Revenues at the specialist retailer rose 8.9 per cent to £149.4m in the six months to end of July.
Underlying profit climbed 9.3 per cent to £26.1m for the period, while like-for-like sales rose 2.6 per cent.
The Wakefield-based company remains on target to add 50 net stores to its estate in the current financial year. Its online personalised card and gift business also experienced strong growth, with revenue up 16.4 per cent to £5.5m.
Card Factory returned a £7.9m bottom-line loss despite its strong performance, due to the costs of its initial public offering (IPO) and a subsequent debt refinancing deal.
Richard Hayes, chief executive officer of Card Factory, told The Yorkshire Post the company’s maiden listed results were ‘encouraging’.
He said: ‘We’ve done what we said we would do at IPO.
‘Group revenue is up, like-for-like sales are up, underlying group profit is up and we continue to see strong cash flow generation.’
The company’s development strategy focuses on four pillars of growth: like-for-like sales, new stores, business efficiency and developing its online business.
Improving quality, both in existing ranges and added lines, is central to its sales growth plan, but Mr Hayes denied this will drive up costs for customers.
He said: ‘If you were to visit a Card Factory store, you can see retail selling prices remain very competitive.
‘We’re focused on value for customers; we’ve done very well for the last 17 years with a value-focused proposition, that isn’t something we’re looking to change.’
In addition to boosting like-for-like sales, the first half of the year saw 37 store openings, compared with one store closure, bringing the total estate to 749.
‘We believe we have the potential to reach 1,200 stores across the UK and the Republic of Ireland,’ Mr Hayes said.
The company is currently exploring its options to expand into Ireland for the first time, he said.
Lease negotiations have formed a central part of Card Factory’s business efficiency strategy, in an effort to maximise growth.

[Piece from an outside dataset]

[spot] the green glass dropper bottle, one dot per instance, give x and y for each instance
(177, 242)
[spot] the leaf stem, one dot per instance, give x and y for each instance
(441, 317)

However, Mr Hayes said ‘every cost line’ is examined by the company.
Card Factory has been growing its online business since acquiring Getting Personal in 2011, which focuses on personalised gifts and non-card products, and launching its own-brand website in 2012.
While the growth seen in the first half of the year could not be guaranteed in the second half, Mr Hayes said the company is ‘optimistic’ about its online development, despite being a relatively new entrant to the market.
The company will continue its four-pillar approach going forward, Mr Hayes said, as the company heads into the lucrative Christmas run-up.
Analysts at Investec welcomed Card Factory’s results, calling its business model ‘a cash generation machine’.
‘We view Card Factory as a proven brand-led eight to 10-year roll out story with a compelling and highly differentiated value proposition,’ the investment bank said.